A broad national conversation has brought to the forefront the need to increase America’s six-year graduation rate. The CSU graduated 49% of the class its entering year 2000 freshman class in six years. Upper division transfer students graduated in the same period of time at 70%. CSUF adopted the campus goals established by CSU to improve its overall performance for both groups by six percent, with the added goal of halving the difference in the rates for underrepresented minority (URM) and non-URM students.

Goals (URM and non-URM graduation rates)

The six-year target increase goals to be achieved by the end of summer 2015 are:

Freshmen

  • Overall: 6 percent increase to 55%
  • URM: 8 percent increase to 53%
  • Non-URM: 5 percent increase to 56%

Upper-Division Transfers

  • Overall: 8 percent increase to 81%
  • URM: 9 percent increase to 81%
  • Non-URM: 7 percent increase to 81%

Highlights of proposed actions to improve graduation rates

Initially, the campus will focus on five priorities chosen from 22 overall initiatives. They are:

  • second semester advising and other advising processes;
  • full-time faculty engagement with lower-division students;
  • review of graduation check procedures and computer-based degree audits;
  • connection between career choices and their relation to selection of courses and the major with particular emphasis on undeclared students; and
  • financial barriers to success such as lack of understanding of the importance of filing for financial aid and family counseling on college budgeting.

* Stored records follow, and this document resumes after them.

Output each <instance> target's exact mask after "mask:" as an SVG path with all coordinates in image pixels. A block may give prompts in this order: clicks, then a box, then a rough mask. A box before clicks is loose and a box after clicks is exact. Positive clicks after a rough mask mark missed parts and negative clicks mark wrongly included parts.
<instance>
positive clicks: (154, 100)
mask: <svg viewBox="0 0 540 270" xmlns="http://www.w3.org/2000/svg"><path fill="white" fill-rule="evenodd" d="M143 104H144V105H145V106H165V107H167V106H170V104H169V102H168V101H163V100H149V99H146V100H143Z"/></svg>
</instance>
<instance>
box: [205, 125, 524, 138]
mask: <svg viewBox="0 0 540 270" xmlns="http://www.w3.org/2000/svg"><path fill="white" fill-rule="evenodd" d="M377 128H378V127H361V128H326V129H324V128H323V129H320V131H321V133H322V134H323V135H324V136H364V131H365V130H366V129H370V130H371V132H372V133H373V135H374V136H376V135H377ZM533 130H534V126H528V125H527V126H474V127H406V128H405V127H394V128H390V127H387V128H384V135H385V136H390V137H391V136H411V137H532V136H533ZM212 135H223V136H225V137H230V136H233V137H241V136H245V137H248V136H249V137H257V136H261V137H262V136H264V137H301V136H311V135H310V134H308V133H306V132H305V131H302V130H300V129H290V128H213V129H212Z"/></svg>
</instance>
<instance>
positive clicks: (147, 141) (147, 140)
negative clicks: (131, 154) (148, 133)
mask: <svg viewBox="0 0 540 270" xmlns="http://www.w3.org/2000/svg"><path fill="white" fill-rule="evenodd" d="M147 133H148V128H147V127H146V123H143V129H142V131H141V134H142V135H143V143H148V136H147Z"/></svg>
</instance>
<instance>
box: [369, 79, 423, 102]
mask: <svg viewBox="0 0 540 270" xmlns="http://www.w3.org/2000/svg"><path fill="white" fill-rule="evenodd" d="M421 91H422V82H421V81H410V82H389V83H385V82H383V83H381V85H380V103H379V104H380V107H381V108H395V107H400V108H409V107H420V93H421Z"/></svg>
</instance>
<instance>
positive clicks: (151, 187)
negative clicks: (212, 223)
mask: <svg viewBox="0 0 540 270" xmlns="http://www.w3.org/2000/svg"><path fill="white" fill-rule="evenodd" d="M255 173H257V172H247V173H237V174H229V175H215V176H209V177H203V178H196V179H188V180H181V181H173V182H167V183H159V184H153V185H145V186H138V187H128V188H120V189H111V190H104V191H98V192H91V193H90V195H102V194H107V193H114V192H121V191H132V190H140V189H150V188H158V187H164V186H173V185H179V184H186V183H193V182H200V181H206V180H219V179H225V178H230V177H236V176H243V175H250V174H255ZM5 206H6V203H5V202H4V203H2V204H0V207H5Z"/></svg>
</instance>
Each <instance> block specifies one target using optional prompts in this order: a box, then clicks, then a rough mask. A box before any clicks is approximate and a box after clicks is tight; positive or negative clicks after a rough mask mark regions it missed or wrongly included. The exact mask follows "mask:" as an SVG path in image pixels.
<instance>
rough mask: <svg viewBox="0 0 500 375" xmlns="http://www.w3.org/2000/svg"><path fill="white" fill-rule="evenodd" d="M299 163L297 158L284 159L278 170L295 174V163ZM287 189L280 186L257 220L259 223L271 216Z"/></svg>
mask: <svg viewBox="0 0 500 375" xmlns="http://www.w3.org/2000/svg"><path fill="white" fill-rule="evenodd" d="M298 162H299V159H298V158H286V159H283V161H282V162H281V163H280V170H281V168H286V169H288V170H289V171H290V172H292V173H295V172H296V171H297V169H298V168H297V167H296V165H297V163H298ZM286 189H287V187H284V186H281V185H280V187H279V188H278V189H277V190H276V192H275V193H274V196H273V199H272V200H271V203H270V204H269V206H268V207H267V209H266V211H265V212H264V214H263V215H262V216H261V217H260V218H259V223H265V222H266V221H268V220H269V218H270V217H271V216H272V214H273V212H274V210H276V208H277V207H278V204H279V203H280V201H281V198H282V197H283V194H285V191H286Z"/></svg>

Brief inclusion of metrics that you will use to measure progress

The campus plan envisions two sets of metrics. First will be the annual improvement in graduation rates as laid out in the trajectories, or about a half-percent increase in each of the coming six years since the campus has made up about half the gap with the most recent graduating class. Second, each action will be assigned a target value for improvement. For example, our recent intervention efforts to assure all first-time freshmen were counseled to assure they were aware of the need to register for spring is associated with a one percentage point increase in fall-to-spring retention.